The issues that the court intended to address were:
- Whether directions can be issued by the court to protect the fundamental right under Article 21 against uncalled or false implication and arrests.
- Whether anticipatory bail can be granted under the Act.
The court, as per the provisions in the law, can issue directions to protect fundamental rights of a person, which is an important part of judicial activism and review. However, the second discussed is the problematic one. The court referred to section 18 of the Act—which places a bar on anticipatory bail for the accused—and questioned that if the trial court can grant regular bail, why should it be barred from granting anticipatory bail. It argued that anticipatory bail should be allowed to persons falsely accused under the Act. However, it went on to further direct that if the accused in such a case is a public servant, prior sanction must be taken from his appointing authority. In case of a non-public servant, the SSP must be satisfied that the allegations are not baseless.

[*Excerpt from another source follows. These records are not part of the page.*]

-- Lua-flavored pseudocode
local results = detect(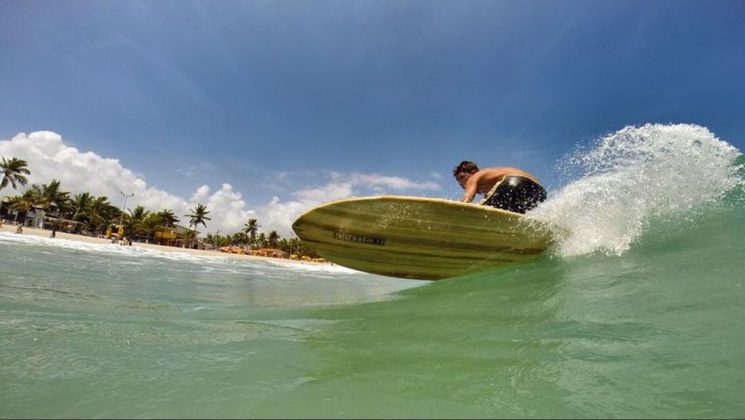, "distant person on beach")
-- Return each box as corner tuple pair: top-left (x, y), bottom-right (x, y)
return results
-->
(453, 160), (546, 213)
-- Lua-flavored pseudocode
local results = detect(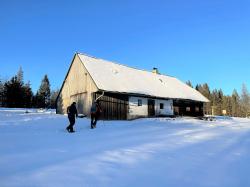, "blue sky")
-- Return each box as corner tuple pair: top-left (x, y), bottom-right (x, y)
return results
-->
(0, 0), (250, 94)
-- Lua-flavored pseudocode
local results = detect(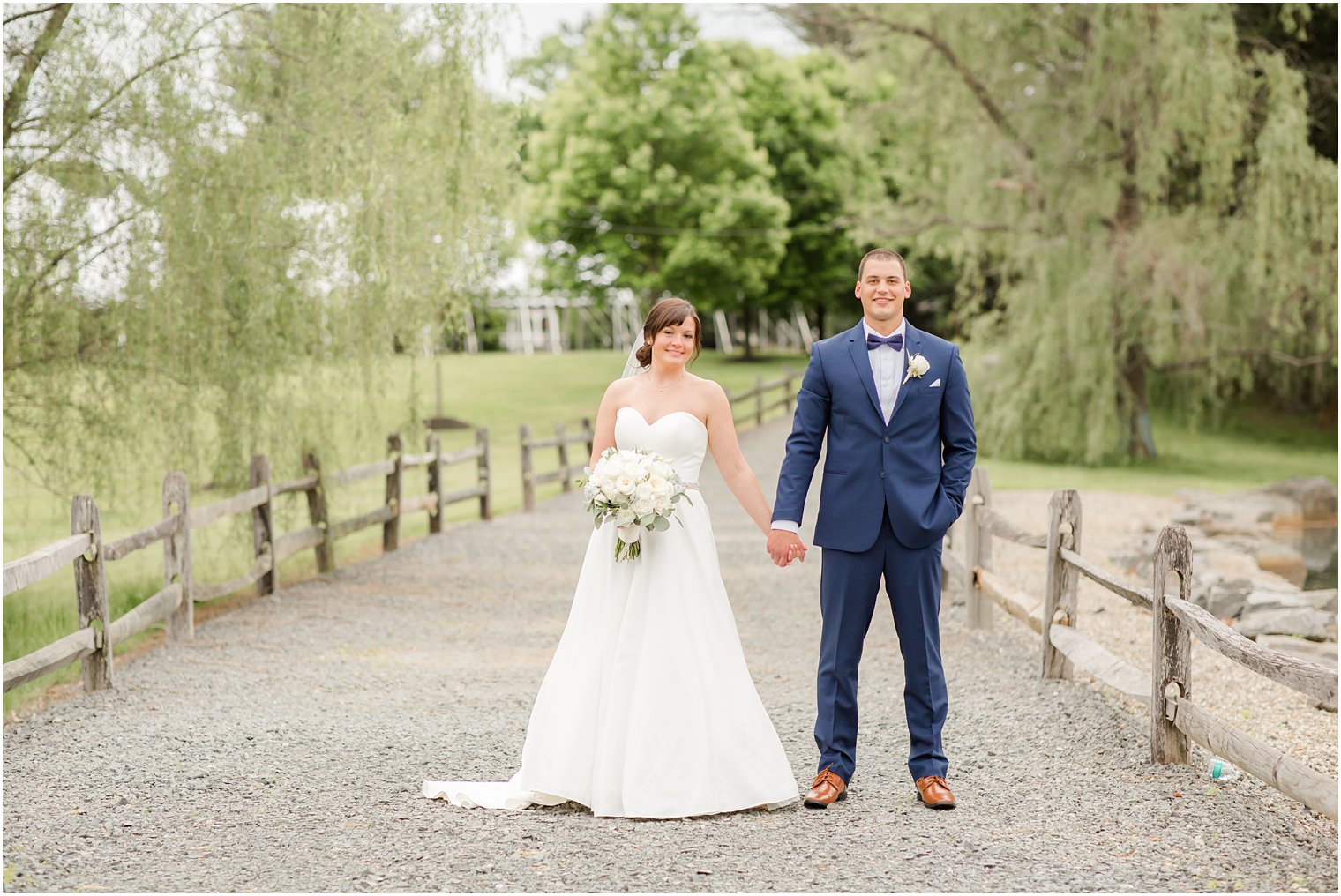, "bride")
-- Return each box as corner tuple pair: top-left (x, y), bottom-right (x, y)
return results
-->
(423, 299), (798, 818)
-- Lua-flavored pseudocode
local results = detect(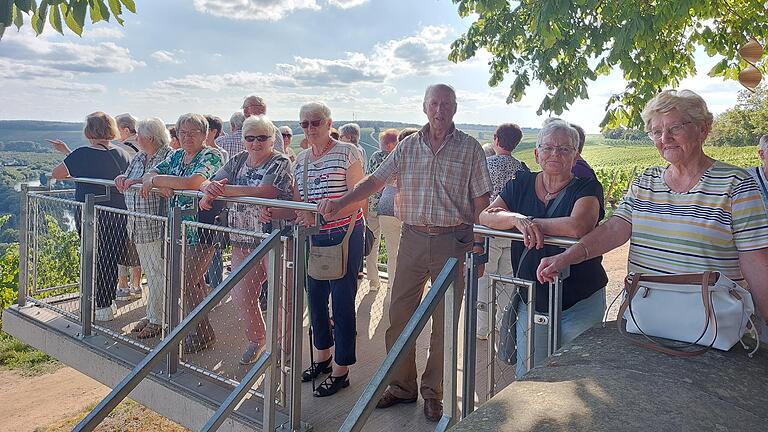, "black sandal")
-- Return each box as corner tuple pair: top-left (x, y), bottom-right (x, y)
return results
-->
(314, 372), (349, 397)
(301, 356), (333, 382)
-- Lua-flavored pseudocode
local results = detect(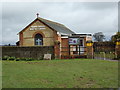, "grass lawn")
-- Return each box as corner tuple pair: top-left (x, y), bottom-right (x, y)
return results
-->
(2, 59), (118, 88)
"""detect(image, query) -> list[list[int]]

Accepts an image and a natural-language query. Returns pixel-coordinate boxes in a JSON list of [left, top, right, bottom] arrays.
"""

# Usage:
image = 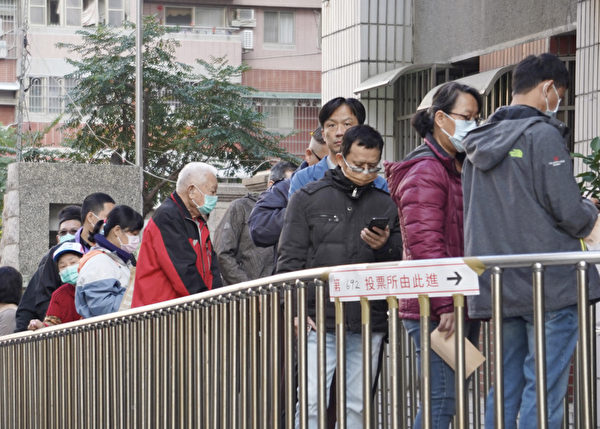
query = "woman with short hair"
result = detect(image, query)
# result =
[[75, 205, 144, 318]]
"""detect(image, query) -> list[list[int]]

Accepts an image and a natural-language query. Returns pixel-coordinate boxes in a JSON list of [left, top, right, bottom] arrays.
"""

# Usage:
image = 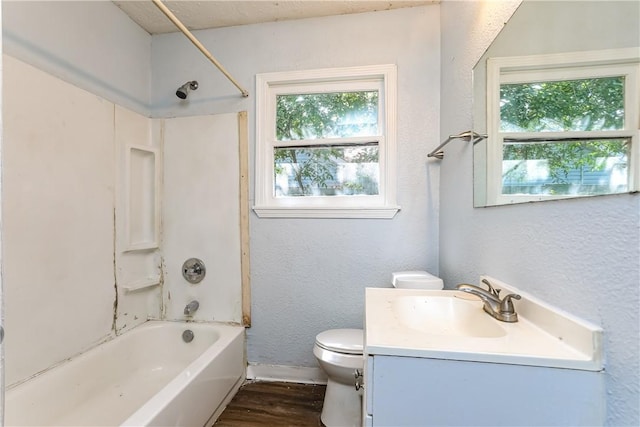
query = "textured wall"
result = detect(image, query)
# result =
[[440, 1, 640, 426], [152, 5, 440, 366]]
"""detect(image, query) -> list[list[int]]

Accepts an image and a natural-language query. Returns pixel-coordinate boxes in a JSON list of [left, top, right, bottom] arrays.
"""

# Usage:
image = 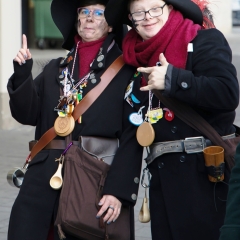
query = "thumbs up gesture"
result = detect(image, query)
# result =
[[13, 34, 32, 65], [137, 53, 169, 91]]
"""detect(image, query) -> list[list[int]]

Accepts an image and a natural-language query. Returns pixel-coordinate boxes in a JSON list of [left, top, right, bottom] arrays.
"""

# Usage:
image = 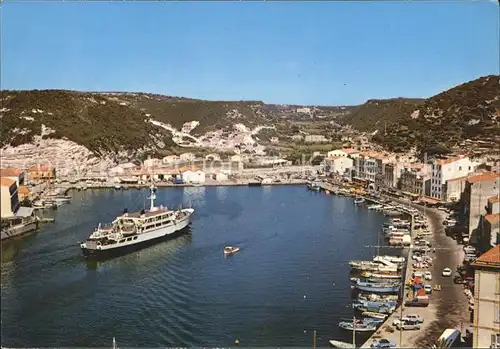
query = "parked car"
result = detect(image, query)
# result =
[[441, 268, 451, 276], [370, 338, 397, 349], [396, 321, 420, 330]]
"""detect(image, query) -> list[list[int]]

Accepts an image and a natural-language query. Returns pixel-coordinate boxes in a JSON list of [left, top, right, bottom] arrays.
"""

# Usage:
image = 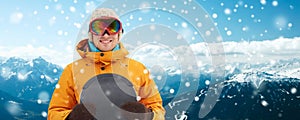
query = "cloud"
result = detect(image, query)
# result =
[[10, 12, 24, 24]]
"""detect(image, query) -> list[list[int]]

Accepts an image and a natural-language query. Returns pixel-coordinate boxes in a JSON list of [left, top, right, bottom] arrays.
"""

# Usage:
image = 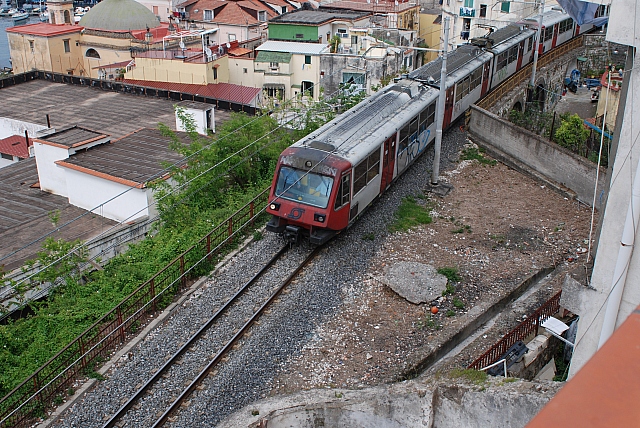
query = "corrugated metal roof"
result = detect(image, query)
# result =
[[256, 51, 293, 64], [0, 135, 29, 159], [123, 79, 262, 106], [256, 40, 328, 55]]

The preamble to the Act in question states that it is an “Act to prevent the commission of offences of atrocities against the member of the Scheduled Castes and the Scheduled Tribes, to provide for Special Courts for the trial of such offences and for the relief and Rehabilitation of the victims of such offences and for Matters connected therewith or incidental thereto.” The Act was passed in 1989 in the wake of the series of crimes committed against Scheduled Castes and Scheduled Tribes. While the IPC is the main source of substantive criminal law, there was obviously a need to provide for a special law for these two categories of persons.

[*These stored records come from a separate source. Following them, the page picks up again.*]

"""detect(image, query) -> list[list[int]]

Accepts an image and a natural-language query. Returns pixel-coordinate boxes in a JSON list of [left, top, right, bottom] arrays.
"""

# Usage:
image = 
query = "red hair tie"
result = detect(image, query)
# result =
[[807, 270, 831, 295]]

According to The Wire article by Faizan Mustafa, vice-chancellor, NALSAR University of Law, this judgement overlooked a standard practice of the courts while interpreting statutes, which is that a special law should prevail over ordinary law. Another problem with the judgement was that it went against the verdict of Lalita Kumari v. Government of Uttar Pradesh, which had mandated filing of the FIRs. By giving police the power to determine the genuine of a case, the Supreme Court has, in a way, countervailed its earlier verdict. As pointed out by Ahmed, the prevailing condition regarding the treatment of SCs and STs is appalling. Examples of incidents of violence against Dalits such as the Una and Bhima Koregaon episodes are just the tip of the iceberg. There are several other instances that have been recently reported from Gujarat, Uttarakhand and Uttar Pradesh. However, the Supreme Court has chosen to treat the exception as a rule. From this perspective, the government’s review petition is a welcome step, although its primary motive, most likely, is the victory in the 2019 general elections.